RUN echo oracle-java8-installer shared/accepted-oracle-license-v1-1 \
    select true | debconf-set-selections && \
    add-apt-repository -y ppa:webupd8team/java && \
    apt-get update && \
    apt-get install -y oracle-java8-installer && \
    rm -rf /var/lib/apt/lists/* && \
    rm -rf /var/cache/oracle-jdk8-installer

# Define commonly used JAVA_HOME variable
ENV JAVA_HOME /usr/lib/jvm/java-8-oracle

# Install Elasticsearch.
RUN \
    cd / && \
    wget https://download.elasticsearch.org/elasticsearch/elasticsearch/$ES_PKG_NAME.tar.gz && \
    tar xvzf $ES_PKG_NAME.tar.gz && \
    rm -f $ES_PKG_NAME.tar.gz && \
    mv /$ES_PKG_NAME /elasticsearch

# Mount elasticsearch.yml config
ADD config/elasticsearch.yml /elasticsearch/config/elasticsearch.yml

# Expose ports.
#   - 9200: HTTP
#   - 9300: transport
EXPOSE 9200
EXPOSE 9300

As you can see it is pretty much the same thing as the official Elasticsearch Dockerfile with a few very minor tweaks like the Elasticsearch version.

Docker Compose

While in development I use docker compose to help manage the Docker container.
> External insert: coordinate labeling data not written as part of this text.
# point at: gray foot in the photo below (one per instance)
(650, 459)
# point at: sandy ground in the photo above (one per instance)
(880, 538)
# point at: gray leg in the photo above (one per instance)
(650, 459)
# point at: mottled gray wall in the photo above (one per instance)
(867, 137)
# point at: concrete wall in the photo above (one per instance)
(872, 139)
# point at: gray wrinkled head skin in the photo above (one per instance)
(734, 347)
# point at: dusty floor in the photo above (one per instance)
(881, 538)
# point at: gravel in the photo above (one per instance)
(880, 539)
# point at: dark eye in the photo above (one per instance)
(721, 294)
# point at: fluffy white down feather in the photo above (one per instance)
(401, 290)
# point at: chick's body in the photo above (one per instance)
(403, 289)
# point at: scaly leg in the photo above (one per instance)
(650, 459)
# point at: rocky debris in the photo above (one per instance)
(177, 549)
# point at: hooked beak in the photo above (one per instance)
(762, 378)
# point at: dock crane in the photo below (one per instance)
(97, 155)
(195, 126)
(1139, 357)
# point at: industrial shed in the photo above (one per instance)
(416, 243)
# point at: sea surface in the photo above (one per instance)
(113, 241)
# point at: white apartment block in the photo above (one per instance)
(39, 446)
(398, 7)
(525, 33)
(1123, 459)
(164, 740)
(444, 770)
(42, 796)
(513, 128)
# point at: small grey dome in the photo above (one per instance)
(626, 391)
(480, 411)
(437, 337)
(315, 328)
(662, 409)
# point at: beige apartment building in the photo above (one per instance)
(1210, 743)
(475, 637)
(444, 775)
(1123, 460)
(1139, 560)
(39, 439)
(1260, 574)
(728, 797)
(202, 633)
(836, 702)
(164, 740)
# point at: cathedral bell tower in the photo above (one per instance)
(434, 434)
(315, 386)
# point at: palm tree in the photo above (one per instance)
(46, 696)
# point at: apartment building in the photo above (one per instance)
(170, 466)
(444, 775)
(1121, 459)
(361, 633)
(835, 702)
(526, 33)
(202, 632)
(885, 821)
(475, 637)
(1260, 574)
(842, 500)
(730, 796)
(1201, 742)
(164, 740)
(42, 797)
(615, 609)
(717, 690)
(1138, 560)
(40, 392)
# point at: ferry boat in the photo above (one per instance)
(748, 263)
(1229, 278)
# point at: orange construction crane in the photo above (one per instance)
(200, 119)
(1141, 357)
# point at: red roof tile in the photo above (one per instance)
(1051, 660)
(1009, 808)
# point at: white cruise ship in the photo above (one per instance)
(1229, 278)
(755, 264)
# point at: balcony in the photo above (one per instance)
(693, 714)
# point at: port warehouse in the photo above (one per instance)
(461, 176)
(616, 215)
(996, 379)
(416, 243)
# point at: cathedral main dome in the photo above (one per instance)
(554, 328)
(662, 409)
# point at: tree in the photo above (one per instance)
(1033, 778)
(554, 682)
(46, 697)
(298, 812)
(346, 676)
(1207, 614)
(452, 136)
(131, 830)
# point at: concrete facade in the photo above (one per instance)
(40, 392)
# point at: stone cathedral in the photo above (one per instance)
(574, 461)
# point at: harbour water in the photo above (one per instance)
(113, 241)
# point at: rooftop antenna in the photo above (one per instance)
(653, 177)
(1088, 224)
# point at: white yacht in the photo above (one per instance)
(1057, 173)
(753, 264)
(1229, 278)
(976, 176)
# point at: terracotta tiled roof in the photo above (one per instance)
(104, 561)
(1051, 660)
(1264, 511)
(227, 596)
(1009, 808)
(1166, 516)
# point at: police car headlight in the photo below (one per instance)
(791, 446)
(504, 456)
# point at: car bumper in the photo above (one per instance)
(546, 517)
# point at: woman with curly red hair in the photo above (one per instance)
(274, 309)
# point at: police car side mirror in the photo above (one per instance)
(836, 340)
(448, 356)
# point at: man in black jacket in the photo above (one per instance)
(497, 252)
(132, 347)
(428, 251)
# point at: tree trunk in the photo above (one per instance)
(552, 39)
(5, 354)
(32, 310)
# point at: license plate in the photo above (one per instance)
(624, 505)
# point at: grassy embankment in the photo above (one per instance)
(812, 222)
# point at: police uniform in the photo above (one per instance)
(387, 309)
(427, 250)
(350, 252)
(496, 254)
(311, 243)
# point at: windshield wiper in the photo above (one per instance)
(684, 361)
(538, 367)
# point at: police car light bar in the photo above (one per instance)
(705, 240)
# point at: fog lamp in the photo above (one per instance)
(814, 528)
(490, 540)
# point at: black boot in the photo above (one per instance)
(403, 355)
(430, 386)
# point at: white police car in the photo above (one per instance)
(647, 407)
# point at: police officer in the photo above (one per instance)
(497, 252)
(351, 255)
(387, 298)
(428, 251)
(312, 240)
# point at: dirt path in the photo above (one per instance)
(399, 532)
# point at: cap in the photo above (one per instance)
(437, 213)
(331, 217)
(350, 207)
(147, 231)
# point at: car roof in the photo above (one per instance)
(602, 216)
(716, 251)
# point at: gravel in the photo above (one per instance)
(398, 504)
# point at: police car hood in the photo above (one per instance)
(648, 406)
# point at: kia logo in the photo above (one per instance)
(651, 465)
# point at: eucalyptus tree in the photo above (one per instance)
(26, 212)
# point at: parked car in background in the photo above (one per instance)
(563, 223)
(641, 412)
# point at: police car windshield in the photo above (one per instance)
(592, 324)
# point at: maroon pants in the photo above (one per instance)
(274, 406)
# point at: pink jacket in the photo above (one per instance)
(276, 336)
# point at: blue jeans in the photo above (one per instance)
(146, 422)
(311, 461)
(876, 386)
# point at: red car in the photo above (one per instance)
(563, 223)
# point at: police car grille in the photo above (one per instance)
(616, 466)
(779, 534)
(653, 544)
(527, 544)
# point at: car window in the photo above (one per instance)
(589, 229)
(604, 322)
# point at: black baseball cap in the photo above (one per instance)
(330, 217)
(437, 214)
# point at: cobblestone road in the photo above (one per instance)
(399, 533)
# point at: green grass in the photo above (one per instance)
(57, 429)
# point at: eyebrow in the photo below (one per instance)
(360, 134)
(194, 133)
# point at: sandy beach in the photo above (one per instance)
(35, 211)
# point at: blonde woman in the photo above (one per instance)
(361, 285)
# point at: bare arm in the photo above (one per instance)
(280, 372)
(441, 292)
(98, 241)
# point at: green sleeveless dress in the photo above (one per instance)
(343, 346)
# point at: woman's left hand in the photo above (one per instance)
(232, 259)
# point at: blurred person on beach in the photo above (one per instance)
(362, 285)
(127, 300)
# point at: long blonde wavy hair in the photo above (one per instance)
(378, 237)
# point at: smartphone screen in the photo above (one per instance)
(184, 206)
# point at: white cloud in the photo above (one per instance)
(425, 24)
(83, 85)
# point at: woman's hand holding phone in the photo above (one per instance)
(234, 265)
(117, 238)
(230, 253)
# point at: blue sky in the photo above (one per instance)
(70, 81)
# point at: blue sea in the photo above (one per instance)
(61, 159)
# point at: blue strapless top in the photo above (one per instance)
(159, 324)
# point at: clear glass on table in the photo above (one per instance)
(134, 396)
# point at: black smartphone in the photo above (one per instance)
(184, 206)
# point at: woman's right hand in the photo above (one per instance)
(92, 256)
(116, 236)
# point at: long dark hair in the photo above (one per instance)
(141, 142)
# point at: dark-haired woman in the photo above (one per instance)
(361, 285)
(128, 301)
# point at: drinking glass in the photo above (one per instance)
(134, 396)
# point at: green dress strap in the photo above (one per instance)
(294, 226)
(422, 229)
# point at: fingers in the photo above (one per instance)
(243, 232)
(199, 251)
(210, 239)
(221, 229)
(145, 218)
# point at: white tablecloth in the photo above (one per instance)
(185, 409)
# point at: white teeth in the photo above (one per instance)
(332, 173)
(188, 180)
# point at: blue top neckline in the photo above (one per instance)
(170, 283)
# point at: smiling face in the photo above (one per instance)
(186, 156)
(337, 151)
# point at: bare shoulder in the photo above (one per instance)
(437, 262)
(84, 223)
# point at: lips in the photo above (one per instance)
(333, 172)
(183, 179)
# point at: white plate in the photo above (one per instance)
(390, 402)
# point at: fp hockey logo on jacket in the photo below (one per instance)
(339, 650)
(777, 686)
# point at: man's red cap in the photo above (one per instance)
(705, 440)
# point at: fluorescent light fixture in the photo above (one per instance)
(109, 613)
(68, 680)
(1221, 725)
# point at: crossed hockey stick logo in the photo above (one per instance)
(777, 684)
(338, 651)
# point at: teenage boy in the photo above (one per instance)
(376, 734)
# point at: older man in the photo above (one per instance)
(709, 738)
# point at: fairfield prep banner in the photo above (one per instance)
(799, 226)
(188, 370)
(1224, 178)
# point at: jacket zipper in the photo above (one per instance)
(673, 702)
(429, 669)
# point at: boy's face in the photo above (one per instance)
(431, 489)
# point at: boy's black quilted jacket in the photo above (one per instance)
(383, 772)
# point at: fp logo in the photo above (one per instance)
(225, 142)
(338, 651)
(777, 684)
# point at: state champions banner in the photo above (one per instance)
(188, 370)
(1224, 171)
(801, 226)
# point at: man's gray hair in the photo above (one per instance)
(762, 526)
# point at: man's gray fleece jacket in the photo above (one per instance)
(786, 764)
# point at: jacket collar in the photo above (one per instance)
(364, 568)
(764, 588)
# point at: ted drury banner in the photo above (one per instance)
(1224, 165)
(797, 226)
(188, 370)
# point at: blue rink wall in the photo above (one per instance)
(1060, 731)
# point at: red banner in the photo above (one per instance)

It's a great tool to help you manage and control your containers. It becomes really useful when you are managing more than one container at a time. My docker-compose.yml file is very basic and sets the image, working directory, startup command, volumes and ports. I like to keep attributes that might change in my Docker compose file so I can make changes without having to rebuild the container.

elasticsearch:
  build: elasticsearch
  working_dir: /data
  command: /elasticsearch/bin/elasticsearch -Des.config=/data/config/elasticsearch.yml
  volumes:
    - /var/lib/docker/<app_name>/elasticsearch/data:/data
    - ./elasticsearch/config:/data/config
  ports:
    - "9200:9200"
    - "9300:9300"

Docker recommends using docker-compose in development and staging environments but not production.

Elasticsearch Settings

One of the more important parts of the Dockerfile is making sure I have mounted my Elasticsearch configuration file. I've made a few small changes to the Elasticsearch config file. I recommend reading this article from loggly's blog as well as this optimization article on the Elasticsearch site. I found both of these extremely useful when configuring my server. I've simply set my cluster name details and made a few minor configuration tweaks. Since I haven't deployed to production and haven't been able to monitor performance I just wanted to make some of the changes recommended in the above articles. The configuration file will evolve as I deploy to production and am able to look at the server performance and metrics.

path:
  data: /data/data
  logs: /data/log
  plugins: /data/plugins
  work: /data/work

# Cluster information
cluster.name: <application_name>
node.name: <application_name>

# Security settings
script.disable_dynamic: true

# Index settings
action.auto_create_index: false

# Turn off swap to get a big speed increase.  This will prevent the ES server
# from swapping memory on the node. https://www.elastic.co/guide/en/elasticsearch/reference/current/setup-configuration.html#setup-configuration-memory
bootstrap.mlockall: true

# Disable deleting all indices from the api.
action.disable_delete_all_indices: true

indices.cluster.send_refresh_mapping: false

 

Final Thoughts

Overall I've found working with Elasticsearch and Docker to be really helpful. I love the fact that I can easily start and stop the service and have it isolated on my local machine. Doing full re-indexes and upgrades to Elasticsearch has become a lot easier with very minimal work.